I've done a little more research and found that the idea of a yellow band (as coined by Mary), and secondary index (as suggested by me) is more commonly known as the "supplemental index".
"Hey, pages get added to the supplemental index using automatic algorithms. You can imagine a lot of useful criteria, including that we saw a url during the main crawl but didn't have a have a chance to crawl it when we first saw it. Think of this as icing on the cake. If there's an obscure search, we're willing to do extra work with this new experimental feature to turn up more results. The net outcome is more search results for people doing power searches." - GoogleGuy, Aug 27, 2003 (this is the first indication Google started experimenting with the supplemental index)
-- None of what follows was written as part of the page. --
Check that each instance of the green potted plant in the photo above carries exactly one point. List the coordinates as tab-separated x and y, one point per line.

"As Google explains it, it’s a question of priorities. Supplemental results have a secondary priority. So they’re spidered less frequently and may well have less information held about them in the database. Google says that the PageRank is unaffected [by the supplemental index]. Currently there seem to be few supplemental results showing in typical keyword searches. That suggests to me it’s better to do what it takes to get your web pages into the regular index and avoid the supplemental index." - Barry Welford (Supplemental Results - A Word to the Wise)
I noticed on a forum that one webmaster grappeling with the supplemental index wrote:
"With a casual inspection I could see that all these pages in the supplemental were the php based dynamic URLs. Google does not seem to index them and though they are linked to high pagerank pages, they can not get out of the supplemental. So the only way to reduce such instances is to rewrite your applications which generate the dynamic URLS and make them search engine friendly."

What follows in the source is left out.